# Starvation res tips?



## torowy (Jun 19, 2008)

Heading up there this weekend with some scouts. Figured we might as well try and fish while we are there.

We will just be casting from the bank.

I have never fished starvation before, so any tips for that res would be appreciated.


----------



## lifes short (Sep 11, 2013)

People do very well under the highway 40 bridge with power bait for trout. West shore


----------



## sawsman (Sep 13, 2007)

Worms&#8230; They may entice all the species in there a bit better. Put 'em under a bobber to keep the crawdads off them and have them casts somewhat close to shore.
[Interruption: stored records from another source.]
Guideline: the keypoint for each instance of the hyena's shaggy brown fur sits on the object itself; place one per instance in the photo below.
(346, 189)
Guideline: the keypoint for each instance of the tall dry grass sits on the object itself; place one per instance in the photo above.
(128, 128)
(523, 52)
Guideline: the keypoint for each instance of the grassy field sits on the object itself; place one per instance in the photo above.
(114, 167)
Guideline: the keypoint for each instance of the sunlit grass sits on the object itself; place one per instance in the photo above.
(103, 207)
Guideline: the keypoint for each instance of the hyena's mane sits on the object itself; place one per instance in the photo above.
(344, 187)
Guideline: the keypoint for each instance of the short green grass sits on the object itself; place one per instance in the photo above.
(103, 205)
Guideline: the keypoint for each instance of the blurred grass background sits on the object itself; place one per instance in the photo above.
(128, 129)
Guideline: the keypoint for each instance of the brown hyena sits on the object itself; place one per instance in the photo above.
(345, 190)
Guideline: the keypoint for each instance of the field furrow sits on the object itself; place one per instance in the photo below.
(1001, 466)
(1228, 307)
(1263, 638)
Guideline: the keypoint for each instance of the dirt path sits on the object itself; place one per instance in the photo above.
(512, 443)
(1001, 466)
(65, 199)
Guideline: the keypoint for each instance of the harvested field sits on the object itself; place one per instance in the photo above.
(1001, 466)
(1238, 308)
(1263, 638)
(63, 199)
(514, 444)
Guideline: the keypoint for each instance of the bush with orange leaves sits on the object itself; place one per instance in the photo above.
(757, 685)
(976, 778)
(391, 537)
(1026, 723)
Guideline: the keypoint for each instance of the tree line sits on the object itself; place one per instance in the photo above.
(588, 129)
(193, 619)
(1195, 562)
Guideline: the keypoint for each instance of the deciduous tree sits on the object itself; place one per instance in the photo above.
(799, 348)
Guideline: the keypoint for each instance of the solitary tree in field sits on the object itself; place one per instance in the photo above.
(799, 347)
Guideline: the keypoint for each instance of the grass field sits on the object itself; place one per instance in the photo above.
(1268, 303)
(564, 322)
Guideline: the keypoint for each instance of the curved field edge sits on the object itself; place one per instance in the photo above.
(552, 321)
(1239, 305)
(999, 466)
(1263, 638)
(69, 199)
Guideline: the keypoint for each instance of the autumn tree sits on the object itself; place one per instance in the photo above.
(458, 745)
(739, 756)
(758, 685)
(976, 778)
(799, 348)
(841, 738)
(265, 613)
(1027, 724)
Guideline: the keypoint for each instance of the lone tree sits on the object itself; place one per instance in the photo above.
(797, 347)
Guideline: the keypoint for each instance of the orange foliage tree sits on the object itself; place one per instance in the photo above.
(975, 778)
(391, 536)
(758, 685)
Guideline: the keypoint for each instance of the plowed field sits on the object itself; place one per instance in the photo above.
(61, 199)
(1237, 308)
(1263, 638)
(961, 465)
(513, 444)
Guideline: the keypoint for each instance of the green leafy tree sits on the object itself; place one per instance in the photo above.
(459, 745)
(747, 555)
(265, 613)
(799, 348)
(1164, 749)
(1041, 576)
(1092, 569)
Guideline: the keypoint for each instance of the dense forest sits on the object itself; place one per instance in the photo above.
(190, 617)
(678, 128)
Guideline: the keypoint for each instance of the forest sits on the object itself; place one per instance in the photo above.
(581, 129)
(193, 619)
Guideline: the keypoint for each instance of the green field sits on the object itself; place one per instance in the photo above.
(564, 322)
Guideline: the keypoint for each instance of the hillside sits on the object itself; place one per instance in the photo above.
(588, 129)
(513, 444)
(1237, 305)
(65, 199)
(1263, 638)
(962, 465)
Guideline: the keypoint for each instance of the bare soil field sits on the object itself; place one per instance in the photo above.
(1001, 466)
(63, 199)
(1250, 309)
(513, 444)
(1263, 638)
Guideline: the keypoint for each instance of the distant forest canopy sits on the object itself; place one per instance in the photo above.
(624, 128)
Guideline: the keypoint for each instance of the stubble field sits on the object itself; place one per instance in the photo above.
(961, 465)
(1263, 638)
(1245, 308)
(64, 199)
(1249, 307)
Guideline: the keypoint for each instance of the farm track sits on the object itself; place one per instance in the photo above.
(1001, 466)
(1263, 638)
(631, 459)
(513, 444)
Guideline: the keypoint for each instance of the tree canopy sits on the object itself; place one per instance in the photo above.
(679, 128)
_Friendly reminder: make sure those young-uns licenses are current._


----------



## torowy (Jun 19, 2008)

Thanks for the tips. 

sawsman, if you are with scouts, they don't need licences until they are 14. You just have to print off a sheet from the dwr. wildlife.utah.gov/youth-org


----------



## Shep (Sep 21, 2007)

torowy said:


> Thanks for the tips.
> 
> sawsman, if you are with scouts, they don't need licences until they are 14. You just have to print off a sheet from the dwr. wildlife.utah.gov/youth-org


I took our scouts up to Scofield this winter for some ice fishing and had this all filled out (saved us a lot of money because we have a large group of boys under 14). The DWR officer checked us while there, and mentioned that he was pretty happy to see that many boys show up and he gave us a few tips while there on what to use. Definitely a great tool by the DWR to get these younger kids out fishing. I just wish that it was valid for scout groups older than 14 as well. I have 35 scouts between the ages of 12-18.

We also fished up at Starvation last year, but that was in mid-February when there was still some ice, but we caught a few rainbows with jigs tipped w/ worms near the bridge mentioned earlier.


----------



## Dunkem (May 8, 2012)

Anyone have a map of Starvy roads around the res? thanks Brad


----------



## sawsman (Sep 13, 2007)

torowy said:


> sawsman, if you are with scouts, they don't need licences until they are 14. You just have to print off a sheet from the dwr. wildlife.utah.gov/youth-org


Nice, I didn't know that.

Good luck!


----------